Ungleichgewichte
Wie der Gipfel in Elmau ein bisschen sehr deutsch ist – für Olaf Scholz aber vielleicht nicht deutsch genug
Christian Neureuther immerhin ist begeistert. Kaum ist der einstige Skirennläufer mit Britta Ernst, der Gattin von Olaf Scholz, Brigitte Macron, Carrie Johnson und Amélie Derbaudrenghien, Ehefrau von Charles Michel, einmal um den Ferchensee nordicgewalkt, eineinhalb Kilometer Alpenidyll – sprudelt er über.
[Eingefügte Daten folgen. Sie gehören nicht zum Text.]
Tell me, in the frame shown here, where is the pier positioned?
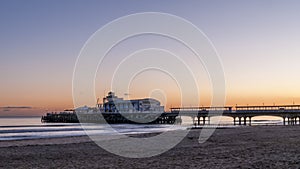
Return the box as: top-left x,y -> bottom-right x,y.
171,105 -> 300,125
41,105 -> 300,125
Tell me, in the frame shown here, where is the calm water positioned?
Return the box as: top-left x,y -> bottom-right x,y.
0,117 -> 282,141
0,117 -> 186,141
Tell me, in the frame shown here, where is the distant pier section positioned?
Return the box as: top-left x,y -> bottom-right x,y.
171,105 -> 300,125
42,105 -> 300,125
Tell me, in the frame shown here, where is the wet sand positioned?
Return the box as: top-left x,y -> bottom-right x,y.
0,126 -> 300,169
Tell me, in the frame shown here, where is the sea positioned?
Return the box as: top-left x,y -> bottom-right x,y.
0,117 -> 282,141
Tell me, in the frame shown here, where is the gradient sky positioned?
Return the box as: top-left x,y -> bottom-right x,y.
0,0 -> 300,115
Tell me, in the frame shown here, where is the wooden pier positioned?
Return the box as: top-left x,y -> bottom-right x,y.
171,105 -> 300,125
41,105 -> 300,125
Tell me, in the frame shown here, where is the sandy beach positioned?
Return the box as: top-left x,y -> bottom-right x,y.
0,126 -> 300,169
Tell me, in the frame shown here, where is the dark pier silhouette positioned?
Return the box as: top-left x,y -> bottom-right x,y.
171,105 -> 300,125
41,105 -> 300,125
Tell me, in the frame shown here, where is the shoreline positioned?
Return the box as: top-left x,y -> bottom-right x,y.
0,125 -> 300,169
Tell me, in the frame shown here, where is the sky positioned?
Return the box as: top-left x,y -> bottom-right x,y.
0,0 -> 300,115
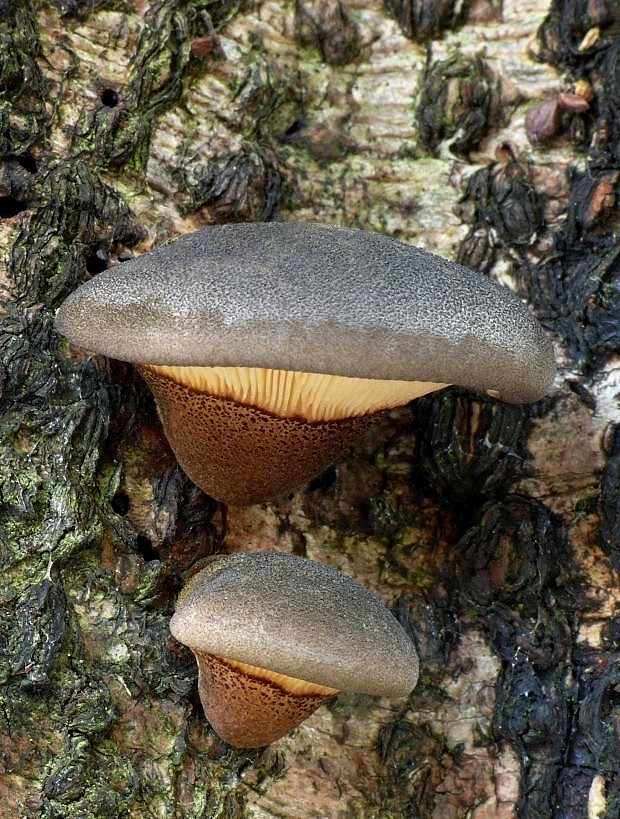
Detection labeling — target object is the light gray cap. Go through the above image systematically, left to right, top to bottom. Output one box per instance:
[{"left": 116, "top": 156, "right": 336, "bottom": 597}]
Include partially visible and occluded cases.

Wunderbare Runde, sehr viel Spaß, fitte Frauen – „die Brigitte, also Frau Macron, wollte dann sogar nicht mit dem Shuttle fahren, sondern zu Fuß zurückgehen und das hat sie auch gemacht“.
Tags darauf, am Montagvormittag, ist es für andere Fußgängerinnen – und Fußgänger auch – nicht ganz so einfach, wenigstens in die Nähe von Schloss Elmau zu gelangen, wo ja seit Sonntag die G7-Runde tagt, verstärkt durch EU-Kommissions-Chefin Ursula von der Leyen und eben Michel, den Ratspräsidenten. Für Montagvormittag haben die sieben einen weiteren Gast – digital: Wolodymyr Selenskyj, den Präsidenten der von Russland in einen Krieg gezwungenen Ukraine. Und es ist klar: Das Gespräch mit ihm wird die Welt interessieren.
Deutschland liefert sehr viele Waffen – das wird auch überall anerkannt. Olaf Scholz, Bundeskanzler
Allerdings darf sie nicht live dabei sein. Hinterher plaudern die sogenannten Kreise aus, was die Welt erfahren soll. Dass Selenskyj den Krieg vor dem nächsten Winterbeginn beenden wolle. Und dass er um weitere Waffen gebeten habe, vor allem um Luftabwehrsysteme.
Kanzleroffensive
„Mehrfachraketenwerfer“hat Scholz am Morgen gesagt, Und „Flakpanzer, ein hochmodernes System“. Seinen ersten Auftritt an diesem Montag hat der deutsche Kanzler und Gastgeber – im Frühstücksfernsehen. Fast eine Viertelstunde antwortet Scholz auf Fragen – das muss man eine Offensive nennen. Allerdings wiederholt er dabei auch seine üblichen Phrasen. „Deutschland“, sagt er, „liefert sehr viele Waffen – das wird auch überall anerkannt.“
Das „sehr viele“ist relativ – das mit der Anerkennung auch. Seine eigene Partei, die SPD, hadert damit zu beträchtlichen Teilen. Und im Rest der Bündnis-Welt – NATO, EU, G7 – wird Scholz nicht nur hinter vorgehaltenen Händen, aber da ganz besonders, als Zauderer geschmäht und Deutschland als schwächstes Glied in der Unterstützer-Kette für die Ukraine.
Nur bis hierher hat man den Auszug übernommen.